First example working fine unless -O3 optimization is specified. In that case it starts to endlessly looping without picking up anything.
while (true){
if (t_exitSignal[tID]){
dorun = false;
break;
}
//cout<<"w8\n";
//check if queue has some work for us
if (!frame_queue->empty()){
//try to get lock and recheck that queue no empty
pthread_mutex_lock( &mutex_frame_queue );
if (!frame_queue->empty()){
cout<<"Pickup "<<tID<<endl;
con = frame_queue->front();
frame_queue->pop();
t_idling[tID] = false;
pthread_mutex_unlock( &mutex_frame_queue );
break;
}
pthread_mutex_unlock( &mutex_frame_queue );
}
}
Now consider this one, exactly the same code, except mutex gettimg locked before I checking for queue->empthy. This work works fine for all levels of optimization.
while (true){
if (t_exitSignal[tID]){
dorun = false;
break;
}
//cout<<"w8\n";
//try to get lock and recheck that queue no empty
pthread_mutex_lock( &mutex_frame_queue );
//check if queue has some work for us
if (!frame_queue->empty()){
cout<<"Pickup "<<tID<<endl;
con = frame_queue->front();
frame_queue->pop();
t_idling[tID] = false;
pthread_mutex_unlock( &mutex_frame_queue );
break;
}
pthread_mutex_unlock( &mutex_frame_queue );
}
Just in case it make a difference this is how I populate queue from other thread
pthread_mutex_lock( &mutex_frame_queue );
//adding the same contianer into queue to make it available for threads
frame_queue->push(*cursor);
pthread_mutex_unlock( &mutex_frame_queue );
My question is: why first example of code stop working why I compiling with -O3 option ?
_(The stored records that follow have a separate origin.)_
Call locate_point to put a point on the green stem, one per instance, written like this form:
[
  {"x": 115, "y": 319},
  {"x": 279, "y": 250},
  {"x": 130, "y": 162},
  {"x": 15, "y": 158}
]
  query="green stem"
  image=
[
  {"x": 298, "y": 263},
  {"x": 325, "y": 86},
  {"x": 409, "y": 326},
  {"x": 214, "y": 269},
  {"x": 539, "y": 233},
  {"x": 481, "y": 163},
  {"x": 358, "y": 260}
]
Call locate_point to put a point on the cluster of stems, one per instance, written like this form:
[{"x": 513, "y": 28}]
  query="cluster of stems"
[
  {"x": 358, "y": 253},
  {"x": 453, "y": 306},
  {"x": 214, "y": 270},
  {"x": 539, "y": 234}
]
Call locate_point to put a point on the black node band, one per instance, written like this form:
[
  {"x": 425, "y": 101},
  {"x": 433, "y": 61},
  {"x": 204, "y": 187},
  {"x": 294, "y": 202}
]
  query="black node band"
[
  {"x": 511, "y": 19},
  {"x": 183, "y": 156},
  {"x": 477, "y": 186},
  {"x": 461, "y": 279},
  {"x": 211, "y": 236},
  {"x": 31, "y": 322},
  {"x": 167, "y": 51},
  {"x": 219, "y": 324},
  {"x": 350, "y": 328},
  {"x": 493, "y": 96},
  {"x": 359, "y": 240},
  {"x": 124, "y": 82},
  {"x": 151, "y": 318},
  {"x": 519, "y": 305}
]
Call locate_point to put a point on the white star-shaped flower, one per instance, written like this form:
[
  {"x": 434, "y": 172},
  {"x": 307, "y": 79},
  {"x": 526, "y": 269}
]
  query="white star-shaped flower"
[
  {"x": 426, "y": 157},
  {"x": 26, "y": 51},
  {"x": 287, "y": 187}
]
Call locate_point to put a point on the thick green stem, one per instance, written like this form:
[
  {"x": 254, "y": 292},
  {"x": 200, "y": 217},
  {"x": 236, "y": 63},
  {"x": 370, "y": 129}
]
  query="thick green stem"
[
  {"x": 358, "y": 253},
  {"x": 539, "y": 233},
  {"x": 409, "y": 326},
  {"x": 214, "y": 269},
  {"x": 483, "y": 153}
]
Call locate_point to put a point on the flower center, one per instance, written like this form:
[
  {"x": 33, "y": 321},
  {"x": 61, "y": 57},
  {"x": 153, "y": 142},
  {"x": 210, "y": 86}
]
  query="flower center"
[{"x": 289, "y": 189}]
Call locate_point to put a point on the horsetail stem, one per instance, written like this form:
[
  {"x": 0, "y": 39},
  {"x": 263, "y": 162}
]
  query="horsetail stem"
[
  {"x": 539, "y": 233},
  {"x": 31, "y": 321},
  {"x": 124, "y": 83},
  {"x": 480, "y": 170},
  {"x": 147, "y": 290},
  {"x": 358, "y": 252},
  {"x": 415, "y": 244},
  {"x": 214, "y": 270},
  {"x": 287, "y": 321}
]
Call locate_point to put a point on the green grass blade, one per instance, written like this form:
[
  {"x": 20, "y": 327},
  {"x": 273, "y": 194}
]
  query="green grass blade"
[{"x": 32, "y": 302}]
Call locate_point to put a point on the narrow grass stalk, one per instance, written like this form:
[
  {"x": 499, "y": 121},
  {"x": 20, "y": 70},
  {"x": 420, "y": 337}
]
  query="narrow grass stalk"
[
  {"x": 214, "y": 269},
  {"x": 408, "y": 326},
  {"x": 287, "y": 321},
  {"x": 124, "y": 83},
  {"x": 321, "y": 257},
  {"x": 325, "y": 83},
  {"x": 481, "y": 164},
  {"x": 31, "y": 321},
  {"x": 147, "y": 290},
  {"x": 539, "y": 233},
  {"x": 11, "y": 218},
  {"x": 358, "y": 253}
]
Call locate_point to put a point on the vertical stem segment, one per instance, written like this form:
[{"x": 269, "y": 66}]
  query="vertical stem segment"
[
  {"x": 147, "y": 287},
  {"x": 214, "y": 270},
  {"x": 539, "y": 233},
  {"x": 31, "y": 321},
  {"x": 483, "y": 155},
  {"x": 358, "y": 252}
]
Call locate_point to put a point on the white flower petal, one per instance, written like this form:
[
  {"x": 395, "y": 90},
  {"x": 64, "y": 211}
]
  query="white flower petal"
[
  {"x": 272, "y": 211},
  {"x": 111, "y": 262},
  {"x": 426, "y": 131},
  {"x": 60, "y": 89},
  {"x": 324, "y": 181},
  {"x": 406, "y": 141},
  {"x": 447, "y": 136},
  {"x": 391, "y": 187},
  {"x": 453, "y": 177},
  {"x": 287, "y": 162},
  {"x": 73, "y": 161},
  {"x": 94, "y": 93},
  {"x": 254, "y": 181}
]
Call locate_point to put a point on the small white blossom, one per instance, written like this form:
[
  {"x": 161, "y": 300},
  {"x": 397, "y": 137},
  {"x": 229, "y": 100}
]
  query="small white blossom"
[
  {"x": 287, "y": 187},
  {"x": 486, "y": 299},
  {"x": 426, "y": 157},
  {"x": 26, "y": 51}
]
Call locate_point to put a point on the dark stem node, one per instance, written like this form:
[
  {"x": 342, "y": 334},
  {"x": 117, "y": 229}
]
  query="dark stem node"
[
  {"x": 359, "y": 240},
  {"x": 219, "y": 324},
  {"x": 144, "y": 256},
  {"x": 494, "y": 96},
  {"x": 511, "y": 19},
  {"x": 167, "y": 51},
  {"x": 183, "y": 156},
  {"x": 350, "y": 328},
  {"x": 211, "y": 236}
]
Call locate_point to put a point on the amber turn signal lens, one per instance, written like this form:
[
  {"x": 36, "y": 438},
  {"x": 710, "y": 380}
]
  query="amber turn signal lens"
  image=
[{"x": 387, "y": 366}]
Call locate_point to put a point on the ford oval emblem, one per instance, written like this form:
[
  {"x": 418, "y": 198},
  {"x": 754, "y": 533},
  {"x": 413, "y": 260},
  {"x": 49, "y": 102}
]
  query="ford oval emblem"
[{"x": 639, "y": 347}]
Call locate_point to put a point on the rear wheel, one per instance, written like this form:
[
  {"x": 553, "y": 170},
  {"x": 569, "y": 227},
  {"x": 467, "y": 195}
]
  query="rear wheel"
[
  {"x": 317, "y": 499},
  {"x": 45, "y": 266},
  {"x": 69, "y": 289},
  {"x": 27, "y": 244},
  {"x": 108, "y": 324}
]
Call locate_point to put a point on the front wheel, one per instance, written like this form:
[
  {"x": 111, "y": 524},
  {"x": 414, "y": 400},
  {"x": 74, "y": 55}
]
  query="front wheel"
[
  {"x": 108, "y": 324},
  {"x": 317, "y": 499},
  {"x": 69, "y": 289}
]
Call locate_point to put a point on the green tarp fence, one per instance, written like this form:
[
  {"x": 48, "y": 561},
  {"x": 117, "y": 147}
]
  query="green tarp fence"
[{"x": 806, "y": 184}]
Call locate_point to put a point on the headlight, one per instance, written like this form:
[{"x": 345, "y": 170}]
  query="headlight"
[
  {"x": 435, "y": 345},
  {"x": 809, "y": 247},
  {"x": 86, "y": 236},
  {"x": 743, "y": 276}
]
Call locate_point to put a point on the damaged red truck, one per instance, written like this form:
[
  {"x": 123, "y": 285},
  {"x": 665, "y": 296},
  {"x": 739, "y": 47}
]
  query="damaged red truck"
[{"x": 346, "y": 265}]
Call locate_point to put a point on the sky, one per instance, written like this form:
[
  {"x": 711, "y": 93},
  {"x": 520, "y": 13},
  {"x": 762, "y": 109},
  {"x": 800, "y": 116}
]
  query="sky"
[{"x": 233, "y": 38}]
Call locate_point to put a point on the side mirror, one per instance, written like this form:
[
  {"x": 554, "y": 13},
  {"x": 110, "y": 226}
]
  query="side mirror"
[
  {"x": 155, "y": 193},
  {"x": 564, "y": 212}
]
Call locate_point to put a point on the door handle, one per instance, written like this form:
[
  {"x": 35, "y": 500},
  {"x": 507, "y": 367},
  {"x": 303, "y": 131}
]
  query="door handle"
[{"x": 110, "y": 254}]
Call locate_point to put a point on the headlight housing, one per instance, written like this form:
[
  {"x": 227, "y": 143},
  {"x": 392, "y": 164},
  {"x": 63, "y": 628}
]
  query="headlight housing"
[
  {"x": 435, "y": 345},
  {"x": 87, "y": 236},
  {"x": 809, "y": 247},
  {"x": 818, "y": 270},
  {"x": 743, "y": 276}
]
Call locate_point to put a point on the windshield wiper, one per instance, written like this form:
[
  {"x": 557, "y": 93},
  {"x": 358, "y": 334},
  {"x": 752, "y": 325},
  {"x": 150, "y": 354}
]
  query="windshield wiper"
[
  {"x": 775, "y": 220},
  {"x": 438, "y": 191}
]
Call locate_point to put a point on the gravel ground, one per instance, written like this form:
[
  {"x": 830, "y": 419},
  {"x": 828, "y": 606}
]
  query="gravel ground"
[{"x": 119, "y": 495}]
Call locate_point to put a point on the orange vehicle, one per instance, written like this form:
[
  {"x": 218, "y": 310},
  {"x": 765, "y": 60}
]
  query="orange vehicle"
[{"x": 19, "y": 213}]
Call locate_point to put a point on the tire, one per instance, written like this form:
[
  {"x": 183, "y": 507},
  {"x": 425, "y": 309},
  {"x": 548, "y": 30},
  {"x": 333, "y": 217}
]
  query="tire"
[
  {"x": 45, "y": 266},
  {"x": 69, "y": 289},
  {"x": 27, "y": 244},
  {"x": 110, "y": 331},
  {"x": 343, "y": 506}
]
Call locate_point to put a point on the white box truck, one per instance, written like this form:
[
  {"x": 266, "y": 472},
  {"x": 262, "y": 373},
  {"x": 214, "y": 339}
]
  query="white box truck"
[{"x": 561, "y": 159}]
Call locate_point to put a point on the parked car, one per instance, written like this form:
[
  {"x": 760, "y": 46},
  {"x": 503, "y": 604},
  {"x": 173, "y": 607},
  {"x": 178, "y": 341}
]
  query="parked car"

Any other suggestion for the queuing system ?
Thanks a lot!
SOLUTION: This is what I come up with at the end. Seems to work much better than either of the methods above. (just in case someone interested 😉
while (true){
if (t_exitSignal[tID]){
dorun = false;
break;
}
//try to get lock and check that queue no empty
pthread_mutex_lock( &mutex_frame_queue );
if (!frame_queue->empty()){
con = frame_queue->front();
frame_queue->pop();
t_idling[tID] = false;
pthread_mutex_unlock( &mutex_frame_queue );
break;
}else{
pthread_cond_wait(&conf_frame_queue, &mutex_frame_queue);
pthread_mutex_unlock( &mutex_frame_queue );
}
}
Adding
pthread_mutex_lock( &mutex_frame_queue );
//adding the same contianer into queue to make it available for threads
frame_queue->push(*cursor);
//wake up any waiting threads
pthread_cond_signal(&conf_frame_queue);
pthread_mutex_unlock( &mutex_frame_queue )
I’m guessing you are seeing a bug based on assumptions about instruction ordering when you check if the queue is empty – when you turn up the optimization the ordering changes and it breaks because the mutex you have hasn’t put up a memory barrier protecting this from occurring.